With that in mind, we've developed handy models that cover the Three Performance Conversations leaders must master in order to be effective. Over the years, these models have been honed and refined so they are clear, simple, easy-to-use, and — most importantly — effective.
When leveraging these models, it's important to note that they are meant to be used in conjunction with our Unleash Your Leadership Potential program for maximum impact.
Feedback is really nothing more than continually clarifying expectations. Learning how to provide effective feedback ties directly to your desired business results. To deliver effective feedback be sure it is:
- Useful information that the other person doesn’t have; not judgment.
- Future-focused; not dwelling on past events.
- Solution-oriented and optional.
Coaching is a conversation that occurs between a coach and a coachee who have a professional relationship of trust and respect for each other.
Entelechy's Coaching Conversation begins with a performance-related open-ended question; this allows the coach to gauge how the conversation might go based on the coachee’s response. The coach asks the coachee what went particularly well and listens for the responses. By identifying what went well first, a positive tone for the coaching conversation is set. The coach focuses last on areas of opportunity, things the coachee could do differently to make performance even better because that’s what you want the coachee to remember most. The coach asks each of the two questions TWICE. Often the coachee will give an obvious answer the first time the question is asked. Asking the question again tends to get the coachee to dig a little harder to examine his performance a little more closely to come up with the next, not-so-obvious layer.

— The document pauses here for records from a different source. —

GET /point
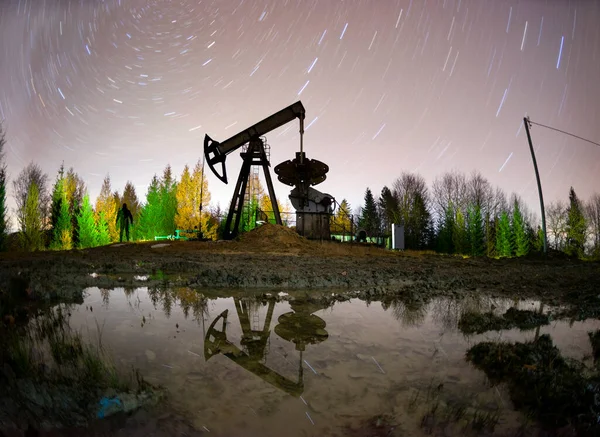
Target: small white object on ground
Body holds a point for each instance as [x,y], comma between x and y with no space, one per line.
[378,365]
[309,418]
[311,368]
[156,246]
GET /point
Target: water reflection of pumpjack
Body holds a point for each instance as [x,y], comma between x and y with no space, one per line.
[299,326]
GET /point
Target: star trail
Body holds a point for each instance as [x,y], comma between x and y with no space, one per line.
[126,86]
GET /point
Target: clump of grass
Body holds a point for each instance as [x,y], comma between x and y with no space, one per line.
[595,341]
[55,377]
[548,387]
[478,323]
[525,319]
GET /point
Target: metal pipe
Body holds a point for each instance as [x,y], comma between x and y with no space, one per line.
[537,176]
[301,138]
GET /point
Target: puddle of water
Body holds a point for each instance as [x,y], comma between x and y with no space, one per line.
[240,367]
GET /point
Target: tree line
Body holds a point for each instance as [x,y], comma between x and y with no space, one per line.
[466,215]
[459,214]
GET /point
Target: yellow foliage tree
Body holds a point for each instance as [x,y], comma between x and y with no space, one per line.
[106,203]
[266,206]
[342,224]
[192,192]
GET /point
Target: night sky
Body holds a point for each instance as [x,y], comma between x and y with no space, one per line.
[126,86]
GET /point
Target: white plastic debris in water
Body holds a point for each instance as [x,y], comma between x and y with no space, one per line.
[311,368]
[309,418]
[378,365]
[156,246]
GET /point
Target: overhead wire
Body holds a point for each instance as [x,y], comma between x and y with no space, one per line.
[564,132]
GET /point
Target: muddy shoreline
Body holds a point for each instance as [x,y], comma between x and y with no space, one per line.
[61,276]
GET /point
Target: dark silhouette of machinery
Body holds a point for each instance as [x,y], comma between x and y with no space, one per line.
[313,208]
[298,326]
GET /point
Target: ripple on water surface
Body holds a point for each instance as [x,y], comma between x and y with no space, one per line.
[238,366]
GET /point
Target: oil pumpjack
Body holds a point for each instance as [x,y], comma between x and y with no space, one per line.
[313,208]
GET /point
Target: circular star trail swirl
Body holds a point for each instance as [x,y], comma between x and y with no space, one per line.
[126,86]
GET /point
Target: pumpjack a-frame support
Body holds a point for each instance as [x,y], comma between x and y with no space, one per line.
[254,155]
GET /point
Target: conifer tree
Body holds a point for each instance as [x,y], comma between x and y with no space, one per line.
[168,202]
[369,219]
[476,231]
[521,240]
[342,223]
[58,193]
[105,203]
[187,216]
[64,230]
[88,232]
[445,241]
[103,236]
[24,191]
[149,222]
[390,211]
[74,190]
[504,247]
[576,226]
[459,234]
[3,206]
[31,230]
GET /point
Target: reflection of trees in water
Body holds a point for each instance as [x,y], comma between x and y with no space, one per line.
[408,311]
[105,294]
[446,312]
[187,298]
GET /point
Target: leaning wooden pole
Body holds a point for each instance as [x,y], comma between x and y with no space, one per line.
[537,176]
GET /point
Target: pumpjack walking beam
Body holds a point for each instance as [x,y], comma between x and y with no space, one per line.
[216,153]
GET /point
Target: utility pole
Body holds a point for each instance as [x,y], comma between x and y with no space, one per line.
[537,175]
[200,234]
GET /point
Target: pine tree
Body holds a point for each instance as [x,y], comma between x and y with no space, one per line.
[445,235]
[103,236]
[418,228]
[74,189]
[490,235]
[105,203]
[64,230]
[389,208]
[538,243]
[460,237]
[31,232]
[504,247]
[521,240]
[476,231]
[58,193]
[88,233]
[342,222]
[576,227]
[149,222]
[369,219]
[168,202]
[187,216]
[3,206]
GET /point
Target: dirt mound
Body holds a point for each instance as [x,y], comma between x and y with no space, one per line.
[272,238]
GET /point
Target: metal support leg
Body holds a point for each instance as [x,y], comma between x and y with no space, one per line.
[274,204]
[237,202]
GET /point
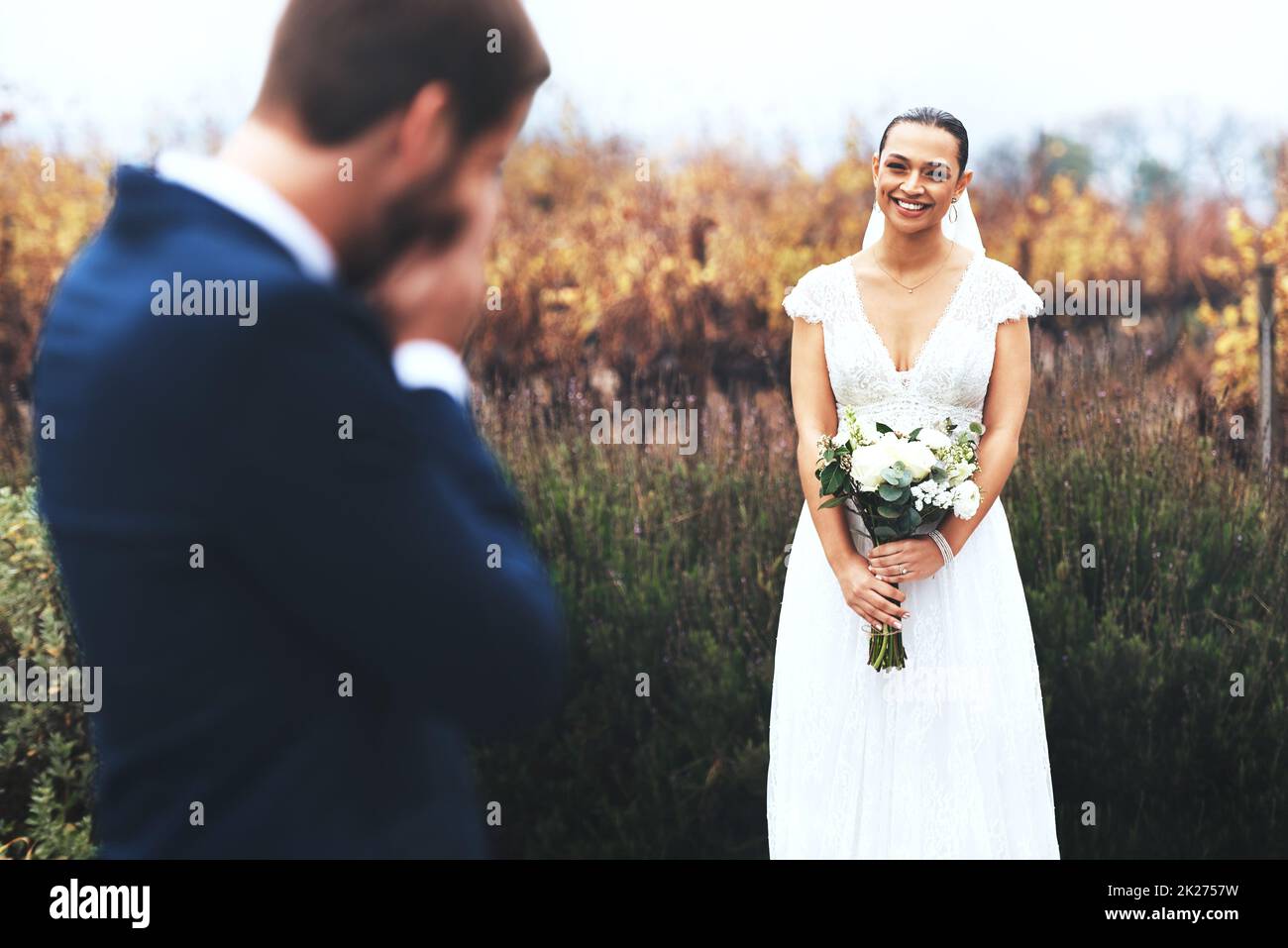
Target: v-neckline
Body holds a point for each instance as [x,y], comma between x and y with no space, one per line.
[906,373]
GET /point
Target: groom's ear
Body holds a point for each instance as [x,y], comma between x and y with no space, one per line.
[424,134]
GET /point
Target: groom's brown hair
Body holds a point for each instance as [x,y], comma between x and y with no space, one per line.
[340,65]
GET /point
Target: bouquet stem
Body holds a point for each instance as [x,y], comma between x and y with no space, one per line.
[885,647]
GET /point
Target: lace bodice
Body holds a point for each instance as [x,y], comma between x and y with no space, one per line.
[951,371]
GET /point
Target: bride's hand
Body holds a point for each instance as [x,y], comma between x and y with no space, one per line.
[903,561]
[870,595]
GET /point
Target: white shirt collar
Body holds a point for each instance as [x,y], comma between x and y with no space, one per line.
[252,198]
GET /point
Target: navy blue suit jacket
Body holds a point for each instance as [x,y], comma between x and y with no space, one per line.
[232,561]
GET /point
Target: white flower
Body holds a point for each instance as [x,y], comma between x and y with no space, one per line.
[868,462]
[934,440]
[966,500]
[915,456]
[868,430]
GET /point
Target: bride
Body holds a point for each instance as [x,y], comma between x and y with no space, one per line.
[945,758]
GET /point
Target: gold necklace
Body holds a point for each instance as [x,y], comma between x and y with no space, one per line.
[910,288]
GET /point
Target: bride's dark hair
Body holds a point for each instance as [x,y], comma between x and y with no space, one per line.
[938,119]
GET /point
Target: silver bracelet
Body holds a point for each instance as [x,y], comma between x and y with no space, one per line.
[944,549]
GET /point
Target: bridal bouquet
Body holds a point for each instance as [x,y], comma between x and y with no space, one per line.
[900,485]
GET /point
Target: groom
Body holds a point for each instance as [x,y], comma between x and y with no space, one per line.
[303,576]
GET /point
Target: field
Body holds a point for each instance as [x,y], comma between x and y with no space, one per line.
[1163,666]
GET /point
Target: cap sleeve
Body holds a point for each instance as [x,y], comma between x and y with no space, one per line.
[1018,300]
[802,300]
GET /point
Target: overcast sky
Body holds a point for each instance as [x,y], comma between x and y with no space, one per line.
[675,72]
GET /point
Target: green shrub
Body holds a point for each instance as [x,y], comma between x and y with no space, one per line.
[673,567]
[46,763]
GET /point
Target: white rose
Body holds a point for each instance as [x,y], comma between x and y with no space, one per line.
[915,456]
[868,463]
[966,500]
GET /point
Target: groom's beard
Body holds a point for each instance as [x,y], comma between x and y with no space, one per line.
[426,213]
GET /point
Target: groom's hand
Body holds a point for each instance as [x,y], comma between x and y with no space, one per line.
[436,292]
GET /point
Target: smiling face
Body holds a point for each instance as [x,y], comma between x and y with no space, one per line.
[917,176]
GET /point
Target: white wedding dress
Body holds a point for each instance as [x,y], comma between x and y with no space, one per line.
[945,758]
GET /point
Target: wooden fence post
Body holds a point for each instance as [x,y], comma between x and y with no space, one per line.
[1266,395]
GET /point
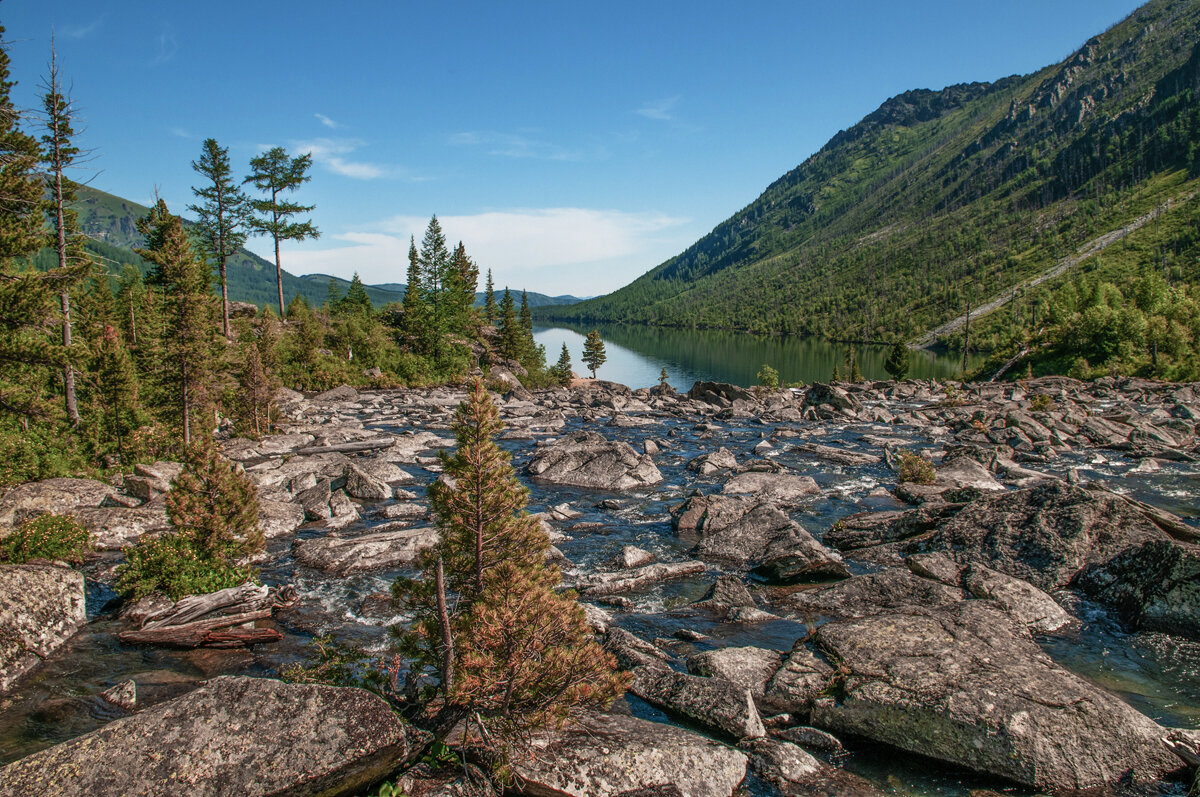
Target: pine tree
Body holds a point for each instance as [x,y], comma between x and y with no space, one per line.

Lastly, you want to summarize the important points what to keep doing because it went well and what to do differently and express your support in the coachee.
Coaching is one of the most nuanced and difficult to master management skills. Contact an Entelechy expert to discuss how to best introduce coaching to your leaders.
Leading a Difficult Conversation sounds so simple in theory. Difficult Conversations are the ones we all tend to or want to avoid. Why? Because we fear, or are concerned about, how the employee may react. A Difficult Conversation is necessary in situations where performance or behavior is unacceptable and the employee is less willing — or unwilling — to address the issue.
Entelechy's Difficult Conversation Model is a handy resource for managing performance issues that are more controversial, or that are not effectively addressed through constructive feedback. Issues such as tardiness, continual poor performance, and others are best handled by a direct, objective approach. By following the Difficult Conversation Model, you can feel confident in addressing these thorny issues with employees.